LegalPro-BERT: Classification of Legal Provisions by fine-tuning BERT Large Language Model

Amit Tewari
2024-04-16
Abstract:A contract is a type of legal document commonly used in organizations. Contract review is an integral and repetitive process to avoid business risk and liability. Contract analysis requires the identification and classification of key provisions and paragraphs within an agreement. Identification and validation of contract clauses can be a time-consuming and challenging task demanding the services of trained and expensive lawyers, paralegals or other legal assistants. Classification of legal provisions in contracts using artificial intelligence and natural language processing is complex due to the requirement of domain-specialized legal language for model training and the scarcity of sufficient labeled data in the legal domain. Using general-purpose models is not effective in this context due to the use of specialized legal vocabulary in contracts which may not be recognized by a general model. To address this problem, we propose the use of a pre-trained large language model which is subsequently calibrated on legal taxonomy. We propose LegalPro-BERT, a BERT transformer architecture model that we fine-tune to efficiently handle classification task for legal provisions. We conducted experiments to measure and compare metrics with current benchmark results. We found that LegalPro-BERT outperforms the previous benchmark used for comparison in this research.
Artificial Intelligence,Information Retrieval,Machine Learning
What problem does this paper attempt to address?
The problem that this paper attempts to solve is the automatic classification of legal clauses in contracts.
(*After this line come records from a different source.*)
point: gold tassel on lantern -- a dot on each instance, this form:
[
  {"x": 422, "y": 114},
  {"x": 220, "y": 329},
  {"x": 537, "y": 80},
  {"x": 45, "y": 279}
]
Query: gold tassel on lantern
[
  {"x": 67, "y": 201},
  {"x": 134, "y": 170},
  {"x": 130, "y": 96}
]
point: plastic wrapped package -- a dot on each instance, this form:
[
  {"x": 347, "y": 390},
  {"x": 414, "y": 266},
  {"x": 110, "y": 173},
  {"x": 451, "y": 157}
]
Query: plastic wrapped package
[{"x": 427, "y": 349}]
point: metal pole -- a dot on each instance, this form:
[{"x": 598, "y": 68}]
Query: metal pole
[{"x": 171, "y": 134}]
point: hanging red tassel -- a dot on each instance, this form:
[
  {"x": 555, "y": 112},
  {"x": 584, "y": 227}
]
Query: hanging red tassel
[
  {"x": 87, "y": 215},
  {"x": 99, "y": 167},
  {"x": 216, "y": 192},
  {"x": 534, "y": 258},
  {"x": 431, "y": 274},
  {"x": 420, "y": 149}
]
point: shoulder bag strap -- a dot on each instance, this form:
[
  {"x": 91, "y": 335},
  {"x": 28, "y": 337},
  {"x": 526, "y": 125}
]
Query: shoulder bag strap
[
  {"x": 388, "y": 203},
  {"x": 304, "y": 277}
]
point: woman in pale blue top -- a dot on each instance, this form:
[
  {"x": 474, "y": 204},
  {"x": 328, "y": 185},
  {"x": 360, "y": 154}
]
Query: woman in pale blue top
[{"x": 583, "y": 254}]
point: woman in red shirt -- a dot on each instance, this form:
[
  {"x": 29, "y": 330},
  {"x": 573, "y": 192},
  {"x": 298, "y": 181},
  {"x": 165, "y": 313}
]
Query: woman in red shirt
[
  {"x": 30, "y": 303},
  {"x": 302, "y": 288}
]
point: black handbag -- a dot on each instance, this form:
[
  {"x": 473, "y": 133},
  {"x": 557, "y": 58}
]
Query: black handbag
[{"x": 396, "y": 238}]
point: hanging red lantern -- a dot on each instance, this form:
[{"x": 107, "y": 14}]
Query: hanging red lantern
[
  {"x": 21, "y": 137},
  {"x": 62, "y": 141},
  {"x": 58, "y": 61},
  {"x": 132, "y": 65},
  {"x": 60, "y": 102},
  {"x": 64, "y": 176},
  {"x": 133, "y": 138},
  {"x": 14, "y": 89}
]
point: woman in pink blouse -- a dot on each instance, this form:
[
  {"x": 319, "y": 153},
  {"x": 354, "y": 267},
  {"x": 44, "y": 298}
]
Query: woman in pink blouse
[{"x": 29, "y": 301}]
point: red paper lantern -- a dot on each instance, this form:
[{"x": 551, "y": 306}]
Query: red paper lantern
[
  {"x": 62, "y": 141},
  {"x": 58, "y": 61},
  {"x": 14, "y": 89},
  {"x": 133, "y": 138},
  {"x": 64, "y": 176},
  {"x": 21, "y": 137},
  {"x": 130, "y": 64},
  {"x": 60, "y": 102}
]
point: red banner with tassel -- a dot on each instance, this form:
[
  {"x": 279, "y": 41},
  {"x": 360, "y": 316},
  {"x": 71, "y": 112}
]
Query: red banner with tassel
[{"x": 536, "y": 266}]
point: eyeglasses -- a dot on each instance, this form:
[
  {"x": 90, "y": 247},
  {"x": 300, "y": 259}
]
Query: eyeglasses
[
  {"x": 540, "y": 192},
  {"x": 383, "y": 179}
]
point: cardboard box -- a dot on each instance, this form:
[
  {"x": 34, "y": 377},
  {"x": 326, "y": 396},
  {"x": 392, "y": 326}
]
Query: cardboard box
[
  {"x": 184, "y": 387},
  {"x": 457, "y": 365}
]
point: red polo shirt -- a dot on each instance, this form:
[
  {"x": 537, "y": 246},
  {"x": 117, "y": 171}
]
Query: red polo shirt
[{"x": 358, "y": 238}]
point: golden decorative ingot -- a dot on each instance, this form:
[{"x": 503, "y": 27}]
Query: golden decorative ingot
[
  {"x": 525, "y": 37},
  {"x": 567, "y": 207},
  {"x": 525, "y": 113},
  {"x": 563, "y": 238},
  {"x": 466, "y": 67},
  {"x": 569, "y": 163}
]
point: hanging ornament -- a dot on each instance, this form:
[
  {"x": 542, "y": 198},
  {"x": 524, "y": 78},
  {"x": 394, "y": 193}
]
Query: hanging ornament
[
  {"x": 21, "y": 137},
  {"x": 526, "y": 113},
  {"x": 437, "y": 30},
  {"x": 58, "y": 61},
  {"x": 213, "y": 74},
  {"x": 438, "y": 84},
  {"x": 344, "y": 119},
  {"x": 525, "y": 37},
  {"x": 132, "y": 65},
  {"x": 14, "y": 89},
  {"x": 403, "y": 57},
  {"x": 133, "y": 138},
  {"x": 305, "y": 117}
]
Specifically, the author focuses on how to use pre - trained large - scale language models (such as BERT) through fine - tuning techniques to efficiently handle the classification tasks of legal provisions. This problem is very important in practical applications because contract review is a time - consuming and costly process, usually requiring the services of professional and expensive lawyers, paralegals or other legal assistants. Since specialized legal vocabulary is used in contract texts, this makes classification using general models complicated. Therefore, the paper proposes a solution - using a pre - trained language model and fine - tuning it with data in the legal field to improve the accuracy and efficiency of classification. The main contributions of the paper include: 1. Proposing LegalPro - BERT, a large - scale language model based on BERT - large for the classification tasks of legal provisions. 2. Using the LexGLUE LEDGAR classification dataset as a benchmark for comparison. 3. The experimental results show that LegalPro - BERT performs better than the existing benchmark methods on LEDGAR data. 4. The study also explores the impact of data pre - processing techniques on model accuracy, and the method of only fine - tuning some layers of the model to reduce the overall time and improve the prediction performance.